O superintendente regional da Copasa Daniel Antunes esteve no local a
convite da expedição e afirmou que a companhia pode assumir o controle da
barragem do Rio Tremedal, como resposta a uma das demandas do Vidas Áridas.
“A barragem foi construída pelo Departamento Nacional de Obras Contra a
Seca (Dnocs), que pode transferir o controle para Copasa. Se assumirmos,
pretendemos fazer um plano de manejo, evitando novos assoreamentos, construindo
barragens de pedras, que impeçam a entrada de areia, enfim, fazendo toda
segurança para que a barragem não sofra uma nova deterioração com o passar dos
anos, e que água da chuva seja devidamente captada e fique no barramento”, diz.
Para o superintendente, a iniciativa do projeto Vidas Áridas contribui
para que poder público interfira e faça mudanças representativas para a
população. “O projeto vai onde as coisas acontecem, mostrando à população as
mazelas e buscando iniciativas positivas que precisam ser tomadas. O Vidas
Áridas hoje é um guardião da sociedade, existe para proteger os interesses da
população”, completa.
Crise econômica
Os prejuízos causados pela seca em Monte Azul vão além da paisagem
ressecada e do evidente processo de desertificação. O município, que depende
100% do abastecimento de carros-pipa, está vivendo um processo de êxodo.
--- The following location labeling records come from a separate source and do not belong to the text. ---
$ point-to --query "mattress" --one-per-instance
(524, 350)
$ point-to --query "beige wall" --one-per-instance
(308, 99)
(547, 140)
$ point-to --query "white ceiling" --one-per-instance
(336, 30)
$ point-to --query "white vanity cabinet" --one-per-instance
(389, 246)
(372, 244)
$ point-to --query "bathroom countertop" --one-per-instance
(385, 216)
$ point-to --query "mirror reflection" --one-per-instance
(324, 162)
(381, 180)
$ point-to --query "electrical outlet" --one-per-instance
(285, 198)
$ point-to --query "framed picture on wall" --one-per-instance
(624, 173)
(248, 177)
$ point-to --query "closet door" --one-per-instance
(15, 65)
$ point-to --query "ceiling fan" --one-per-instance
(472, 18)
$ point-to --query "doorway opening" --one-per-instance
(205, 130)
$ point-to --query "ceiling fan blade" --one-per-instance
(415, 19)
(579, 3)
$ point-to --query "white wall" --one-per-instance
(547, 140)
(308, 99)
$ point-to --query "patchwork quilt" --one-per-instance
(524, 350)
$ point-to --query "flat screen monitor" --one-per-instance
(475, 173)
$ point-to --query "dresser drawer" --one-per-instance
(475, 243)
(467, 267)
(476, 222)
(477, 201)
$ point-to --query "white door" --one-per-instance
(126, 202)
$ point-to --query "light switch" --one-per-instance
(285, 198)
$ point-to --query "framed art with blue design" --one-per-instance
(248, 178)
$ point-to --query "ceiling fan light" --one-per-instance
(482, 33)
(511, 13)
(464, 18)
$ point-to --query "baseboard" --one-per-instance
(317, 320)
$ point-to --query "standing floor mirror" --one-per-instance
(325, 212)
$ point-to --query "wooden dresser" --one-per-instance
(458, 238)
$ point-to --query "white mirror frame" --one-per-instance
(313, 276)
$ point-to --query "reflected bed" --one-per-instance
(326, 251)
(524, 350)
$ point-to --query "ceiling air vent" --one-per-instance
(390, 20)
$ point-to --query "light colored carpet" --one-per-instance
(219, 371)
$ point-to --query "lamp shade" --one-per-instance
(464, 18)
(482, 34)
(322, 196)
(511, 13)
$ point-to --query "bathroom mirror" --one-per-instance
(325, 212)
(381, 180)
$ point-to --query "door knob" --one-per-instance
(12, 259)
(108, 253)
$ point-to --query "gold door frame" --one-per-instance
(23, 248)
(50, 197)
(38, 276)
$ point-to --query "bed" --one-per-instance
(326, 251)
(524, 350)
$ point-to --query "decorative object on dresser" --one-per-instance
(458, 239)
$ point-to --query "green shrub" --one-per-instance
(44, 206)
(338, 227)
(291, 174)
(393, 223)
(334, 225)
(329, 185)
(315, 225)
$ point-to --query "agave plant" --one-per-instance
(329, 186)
Segundo o vice-prefeito Antônio Idalino Teixeira, cerca de seis mil
habitantes já deixaram a cidade desde o início de 2013; alguns foram trabalhar
na colheita do café no Sul de Minas, outros no corte de cana de açúcar no
interior de São Paulo. Ainda segundo Antônio Idalino, os jovens também estão
deixando suas famílias, em busca de melhores condições de vida em outros
estados. “O comércio local já demitiu 20% dos funcionários, e os que ficaram
dependem dos programas sociais e do seguro safra”, diz.
Na zona rural da Monte Azul, a situação diante de uma seca tão brutal,
ameaça ainda mais o sertanejo, que se vê impotente diante das suas próprias
limitações. Na comunidade de Limoeiro, o lavrador Delci Silveira Lins, de 61
anos, vive com a esposa e os quatro filhos e diz que não tem para onde ir.
“Nasci e fui criado aqui. Minha mãe foi criada aqui. Eu me imagino saindo para
o mundo, mas não resolve, sou analfabeto, tenho que ficar aqui”, conta.
Emocionado, o lavrador diz que a criação está morrendo, e que está
tirando da boca dos filhos para poder alimentar as poucas cabeças de gado que
restaram. Há menos de um ano, Delci possuía 20 animais no seu pequeno rebanho,
com a seca, 12 morreram.
“Compro um saco de 60 quilos de milho a R$ 44, e dou um pouquinho pra
cada animal, mas não é suficiente. Hoje mesmo perdi mais uma vaca, que foi no
alto do morro para caçar folha e acabou morrendo. Eu e minha família ficamos
até dez horas tentando salvar, mas não conseguimos”, diz.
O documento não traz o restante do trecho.